The SEC recently outlined new disclosure rules that clarify how companies can use Facebook, Twitter, and other social networks to distribute information to the public, as long as they meet certain requirements.

With the new guidelines, it seems as though the S.E.C. recognized the presence of social media. In the past, the federal agency sent warnings to companies, such as Netflix, that it could take against them for messages posted by chief executives.

Regulators outlined that companies can treat social media as legitimate outlets for communication, much like corporate Web sites. However, corporations must make clear which Twitter feeds or Facebook pages will serve as potential outlets for announcements.

The agency’s enforcement chief indicated that “One set of shareholders should not be able to get a jump on other shareholders just because the company is selectively disclosing important information…Most social media are perfectly suitable methods for communicating with investors, but not if the access is restricted or if investors don’t know that’s where they need to turn to get the latest news.”

Do you think social media is an acceptable forum for receiving pertinent company information?

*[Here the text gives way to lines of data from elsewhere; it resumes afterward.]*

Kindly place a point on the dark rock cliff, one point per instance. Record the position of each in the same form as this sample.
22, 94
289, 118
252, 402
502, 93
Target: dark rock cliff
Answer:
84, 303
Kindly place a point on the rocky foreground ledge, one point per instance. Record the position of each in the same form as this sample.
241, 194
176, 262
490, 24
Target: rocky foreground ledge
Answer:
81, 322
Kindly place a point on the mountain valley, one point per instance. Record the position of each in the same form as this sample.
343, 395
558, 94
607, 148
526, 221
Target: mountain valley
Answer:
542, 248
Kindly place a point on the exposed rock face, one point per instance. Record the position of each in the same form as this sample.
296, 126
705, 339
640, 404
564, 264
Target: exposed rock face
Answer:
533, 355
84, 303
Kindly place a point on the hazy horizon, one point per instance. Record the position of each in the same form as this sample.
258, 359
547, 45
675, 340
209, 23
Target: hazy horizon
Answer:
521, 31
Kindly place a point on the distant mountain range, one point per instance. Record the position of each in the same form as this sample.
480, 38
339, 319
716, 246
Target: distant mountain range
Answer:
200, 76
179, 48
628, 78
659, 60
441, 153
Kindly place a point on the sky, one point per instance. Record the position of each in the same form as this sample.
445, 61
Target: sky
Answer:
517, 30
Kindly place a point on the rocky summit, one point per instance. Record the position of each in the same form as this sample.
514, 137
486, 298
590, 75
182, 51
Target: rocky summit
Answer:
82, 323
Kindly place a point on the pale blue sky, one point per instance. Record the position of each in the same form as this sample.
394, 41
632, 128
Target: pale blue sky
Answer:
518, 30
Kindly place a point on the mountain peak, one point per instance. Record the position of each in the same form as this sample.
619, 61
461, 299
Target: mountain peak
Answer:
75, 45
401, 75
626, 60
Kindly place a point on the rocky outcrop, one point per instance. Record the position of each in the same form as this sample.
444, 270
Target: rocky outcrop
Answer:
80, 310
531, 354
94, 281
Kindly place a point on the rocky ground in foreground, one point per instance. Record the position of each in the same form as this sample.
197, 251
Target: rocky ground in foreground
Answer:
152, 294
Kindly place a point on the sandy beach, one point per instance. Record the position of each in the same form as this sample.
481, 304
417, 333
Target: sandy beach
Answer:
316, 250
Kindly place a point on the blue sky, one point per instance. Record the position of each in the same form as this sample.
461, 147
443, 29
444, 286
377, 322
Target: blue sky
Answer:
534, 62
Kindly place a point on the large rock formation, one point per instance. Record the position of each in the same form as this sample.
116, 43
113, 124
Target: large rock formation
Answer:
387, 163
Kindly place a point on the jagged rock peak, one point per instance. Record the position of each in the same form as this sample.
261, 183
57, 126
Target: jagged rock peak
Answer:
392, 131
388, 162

Although the S.E.C. has made strides in recognizing social media, it may still reduce company spontaneity, as companies may still have to file the information it releases with the agency at the same time. Do you think the S.E.C. has come far enough in recognizing social media as a viable source of information?


2 thoughts on “S.E.C. Sets Rules for Disclosures Using Social Media

  1. In my opinion I feel that companies disclosing relevant information on sites such as Facebook is ok as long as that same information is made available on their website. This would still allow all shareholders to have access to that information. With Facebook now becoming the new “base” of people information when searching over the internet it makes sense for companies to place information on their page. I think the SEC would still need to research the impact of the available Social Media tools out there and how they are shaping business operations. I am not sure that the SEC knows what the full capabilities of these available tools are yet so it would be hard to determine what type of regulation would be needed.

  2. I think Facebook and Twitter are acceptable but companies would need to be sure the forum is completely disclosed so that investors are kept apprised, such as publishing the information in the company annual report and on the company website. It seems that if the S.E.C. has taken the initiative to outline new disclosure rules, they have recognized the significance of integrating the information to social media networking, versus it seems they were previously opposed by the issuing of warnings. Since the S.E.C outlined the criteria, it seems they are attempting to use a comprehensive strategy and are at least attempting to engage.